Tuesday, April 20, 2010

What Broke Her Heart - Melody Cryns

The sunlight illuminates the colorful Beatles mugs sitting on the windowsill and the laminated tree branch, its roots intricate and tiny shining through. A box of Splenda sits on the counter next to a dirty plastic bowl and the bright-colored oranges rise above. There’s a small photo of me with my Aunt Anne Marie from 2005 when she visited us for a week and when I asked her how long she’d say, she said, “Honey I’m not on any timelines!” I remember laughing about that – she told me that once you hit 80, you could pretty much do whatever you wanted. So Aunt Annemarie stayed with us for a little over a week in 2005. She insisted that she had to go to church, so I took her to mass at the local Catholic church, St. Joseph’s, and she laughed for hours because as we were walking out of the church arm in arm, I said, “And the walls are still standing.”

Aunt Annemarie thought it was funny and chuckled about it even after I took her to my favorite coffee shop for coffee and a pastry (she said she always had coffee and pastry after mass, that’s just the way it was – but no meat usually). She told me stories about my Dad’s family that I didn’t even know because Dad was so much younger than his siblings and my uncles are both gone now. I drove Aunt Annemarie down to Monterey where I got to meet two of my first cousins – it’s sad that we aren’t closer – I have 26 cousins and I don’t even know them all. They’re all over the United States. Most of them remember me better than I remember them and many of them are older than me. Then I took Aunt Annemarie to my good friends’ home for a party – Floyd and Claire. Floyd’s older sister is about the same age as my Aunt, so everyone got along famously and she did her best to boogie down although her back was a little bent and it was hard for her to dance – but she loved the music.

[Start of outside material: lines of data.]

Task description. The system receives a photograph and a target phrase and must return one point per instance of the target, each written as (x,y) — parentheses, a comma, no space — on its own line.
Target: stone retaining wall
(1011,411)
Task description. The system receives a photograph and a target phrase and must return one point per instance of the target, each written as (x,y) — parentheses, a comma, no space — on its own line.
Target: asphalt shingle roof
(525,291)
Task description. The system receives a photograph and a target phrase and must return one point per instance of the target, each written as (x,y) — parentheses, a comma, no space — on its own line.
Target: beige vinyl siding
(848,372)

Now my dad says that Aunt Annemarie has a little bit of dementia – she talks out loud to her husband of over 50 years Dick all the time. I could feel and hear her sadness because when Aunt Annemarie came to visit, it had only been a year or so since Uncle Dick had passed away and she missed him…after 50 years of being together, how could she not? They bickered at each other a lot but they loved each other so much.

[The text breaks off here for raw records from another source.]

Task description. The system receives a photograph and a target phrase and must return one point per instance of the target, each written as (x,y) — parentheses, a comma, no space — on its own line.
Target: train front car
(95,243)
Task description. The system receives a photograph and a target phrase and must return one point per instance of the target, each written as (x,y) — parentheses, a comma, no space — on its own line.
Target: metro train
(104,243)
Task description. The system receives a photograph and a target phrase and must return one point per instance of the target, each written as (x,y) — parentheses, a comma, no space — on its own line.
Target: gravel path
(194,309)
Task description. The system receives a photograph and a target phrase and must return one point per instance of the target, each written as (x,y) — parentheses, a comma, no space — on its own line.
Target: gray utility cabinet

Right next to the picture of me and my aunt, there’s a pink card that says, “For my friend” and I remember that it’s a valentine’s day card that my friend Phoenix sent me because I told her I despised Valentine’s Day and refused to celebrate it this year. She sent it to cheer me up.

No one sent me an Easter card this year, but that’s okay.

1 comment:

  1. I love how you start small in this one! The way you describe the small objects on the windowsill, moving into the photograph. I love also the portrait you paint of Annemarie - she absolutely comes alive for me. And you make her so real, it breaks my heart to imagine her sadness. This is a really great one! One of your best.